🤖 AI Summary
This work addresses the inefficiency in robot plan verbalization caused by neglecting users’ prior knowledge. We propose an information-gain–based formulation strategy that explicitly models users’ second-order theory of mind—i.e., their beliefs about the robot’s knowledge—to quantify the informational value of each action in a plan. Based on this quantification, we optimize the presentation order of actions (e.g., ascending or descending information content) to maximize communicative efficiency. Experimental results demonstrate that our approach significantly accelerates users’ comprehension of the robot’s goal compared to conventional time-ordered or fixed-sequence baselines.
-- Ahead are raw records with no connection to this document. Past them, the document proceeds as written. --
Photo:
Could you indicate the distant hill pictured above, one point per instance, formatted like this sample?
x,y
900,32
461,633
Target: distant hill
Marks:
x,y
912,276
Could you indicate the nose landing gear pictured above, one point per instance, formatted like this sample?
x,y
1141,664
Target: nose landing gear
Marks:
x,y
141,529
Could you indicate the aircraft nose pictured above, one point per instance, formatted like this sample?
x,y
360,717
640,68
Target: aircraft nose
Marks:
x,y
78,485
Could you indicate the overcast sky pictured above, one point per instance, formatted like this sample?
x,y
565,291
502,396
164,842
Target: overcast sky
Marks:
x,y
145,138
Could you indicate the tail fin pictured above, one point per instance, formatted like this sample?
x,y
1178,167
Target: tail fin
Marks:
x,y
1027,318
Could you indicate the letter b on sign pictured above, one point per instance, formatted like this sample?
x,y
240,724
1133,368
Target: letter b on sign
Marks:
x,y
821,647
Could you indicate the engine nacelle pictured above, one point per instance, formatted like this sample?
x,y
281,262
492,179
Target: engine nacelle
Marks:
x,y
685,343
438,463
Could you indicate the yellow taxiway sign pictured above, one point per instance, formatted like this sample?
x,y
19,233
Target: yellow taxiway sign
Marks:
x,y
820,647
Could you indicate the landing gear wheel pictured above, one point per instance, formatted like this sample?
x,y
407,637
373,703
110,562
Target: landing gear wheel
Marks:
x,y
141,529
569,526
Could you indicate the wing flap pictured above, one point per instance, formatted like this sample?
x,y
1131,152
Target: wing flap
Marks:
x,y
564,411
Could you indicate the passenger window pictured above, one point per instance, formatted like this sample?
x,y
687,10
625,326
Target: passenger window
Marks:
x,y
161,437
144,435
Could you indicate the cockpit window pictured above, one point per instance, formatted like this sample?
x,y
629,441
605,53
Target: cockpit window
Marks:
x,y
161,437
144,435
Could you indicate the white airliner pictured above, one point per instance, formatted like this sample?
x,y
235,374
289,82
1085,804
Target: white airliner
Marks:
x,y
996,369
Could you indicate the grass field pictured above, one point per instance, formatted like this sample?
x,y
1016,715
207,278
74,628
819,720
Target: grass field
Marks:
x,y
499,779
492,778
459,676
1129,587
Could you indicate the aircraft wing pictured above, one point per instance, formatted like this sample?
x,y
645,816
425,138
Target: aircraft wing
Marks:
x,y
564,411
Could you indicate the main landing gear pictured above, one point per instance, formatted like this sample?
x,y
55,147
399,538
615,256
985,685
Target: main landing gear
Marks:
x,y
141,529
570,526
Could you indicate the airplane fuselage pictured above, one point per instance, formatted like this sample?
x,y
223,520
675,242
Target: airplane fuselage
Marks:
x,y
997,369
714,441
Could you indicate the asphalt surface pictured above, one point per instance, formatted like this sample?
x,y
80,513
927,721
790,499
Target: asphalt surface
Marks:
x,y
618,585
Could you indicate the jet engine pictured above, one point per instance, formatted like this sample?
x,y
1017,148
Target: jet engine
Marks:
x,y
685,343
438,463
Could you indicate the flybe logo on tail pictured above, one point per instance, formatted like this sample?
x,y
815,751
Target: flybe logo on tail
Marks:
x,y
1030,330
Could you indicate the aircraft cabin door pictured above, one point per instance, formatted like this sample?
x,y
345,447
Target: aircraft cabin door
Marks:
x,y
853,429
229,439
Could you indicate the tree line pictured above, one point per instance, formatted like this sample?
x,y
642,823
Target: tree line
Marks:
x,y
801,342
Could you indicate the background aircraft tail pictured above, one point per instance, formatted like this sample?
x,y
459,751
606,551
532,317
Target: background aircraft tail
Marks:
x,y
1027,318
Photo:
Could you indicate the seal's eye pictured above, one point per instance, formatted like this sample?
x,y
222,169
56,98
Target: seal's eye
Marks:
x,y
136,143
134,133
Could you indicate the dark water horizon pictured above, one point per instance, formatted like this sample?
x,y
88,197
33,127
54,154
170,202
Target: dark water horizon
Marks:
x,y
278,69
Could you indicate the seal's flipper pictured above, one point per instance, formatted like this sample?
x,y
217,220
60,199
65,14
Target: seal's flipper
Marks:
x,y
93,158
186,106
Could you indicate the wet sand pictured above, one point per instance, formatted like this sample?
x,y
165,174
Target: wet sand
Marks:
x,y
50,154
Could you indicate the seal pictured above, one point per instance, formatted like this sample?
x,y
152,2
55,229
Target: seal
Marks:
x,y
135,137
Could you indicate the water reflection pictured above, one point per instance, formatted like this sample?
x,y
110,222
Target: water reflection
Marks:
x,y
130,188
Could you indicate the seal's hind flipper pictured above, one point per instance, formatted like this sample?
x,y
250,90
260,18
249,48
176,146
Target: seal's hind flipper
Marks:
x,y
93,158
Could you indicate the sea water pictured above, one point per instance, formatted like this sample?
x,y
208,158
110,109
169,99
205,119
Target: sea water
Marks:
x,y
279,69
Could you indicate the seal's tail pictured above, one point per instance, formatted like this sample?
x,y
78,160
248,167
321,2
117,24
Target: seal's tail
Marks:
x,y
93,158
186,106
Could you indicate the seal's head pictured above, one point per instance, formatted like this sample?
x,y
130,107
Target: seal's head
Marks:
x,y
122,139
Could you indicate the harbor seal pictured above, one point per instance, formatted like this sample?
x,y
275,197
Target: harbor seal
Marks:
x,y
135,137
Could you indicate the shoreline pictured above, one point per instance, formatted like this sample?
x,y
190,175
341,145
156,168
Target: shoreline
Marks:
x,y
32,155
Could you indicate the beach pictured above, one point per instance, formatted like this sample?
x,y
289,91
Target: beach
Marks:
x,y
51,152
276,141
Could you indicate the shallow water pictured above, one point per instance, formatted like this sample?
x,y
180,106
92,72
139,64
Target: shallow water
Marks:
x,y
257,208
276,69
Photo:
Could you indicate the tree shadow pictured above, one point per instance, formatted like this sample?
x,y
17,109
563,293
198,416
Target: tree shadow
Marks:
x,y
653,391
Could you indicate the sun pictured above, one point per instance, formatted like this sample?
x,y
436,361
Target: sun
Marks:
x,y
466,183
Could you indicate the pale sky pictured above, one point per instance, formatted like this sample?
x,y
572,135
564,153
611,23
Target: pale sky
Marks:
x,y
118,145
This validates the effectiveness of “informativeness-driven expression” in human–robot collaboration and establishes a novel paradigm for explainable interaction with embodied agents. The key contribution lies in the first integration of second-order mental state modeling into plan verbalization, enabling adaptive, user-aware information structuring grounded in principled information-theoretic criteria.
📝 Abstract
When a robot is asked to verbalize its plan it can do it in many ways. For example, a seemingly natural strategy is incremental, where the robot verbalizes its planned actions in plan order. However, an important aspect of this type of strategy is that it misses considerations on what is effectively informative to communicate, because not considering what the user knows prior to explanations. In this paper we propose a verbalization strategy to communicate robot plans informatively, by measuring the information gain that verbalizations have against a second-order theory of mind of the user capturing his prior knowledge on the robot. As shown in our experiments, this strategy allows to understand the robot's goal much quicker than by using strategies such as increasing or decreasing plan order. In addition, following our formulation we hint to what is informative and why when a robot communicates its plan.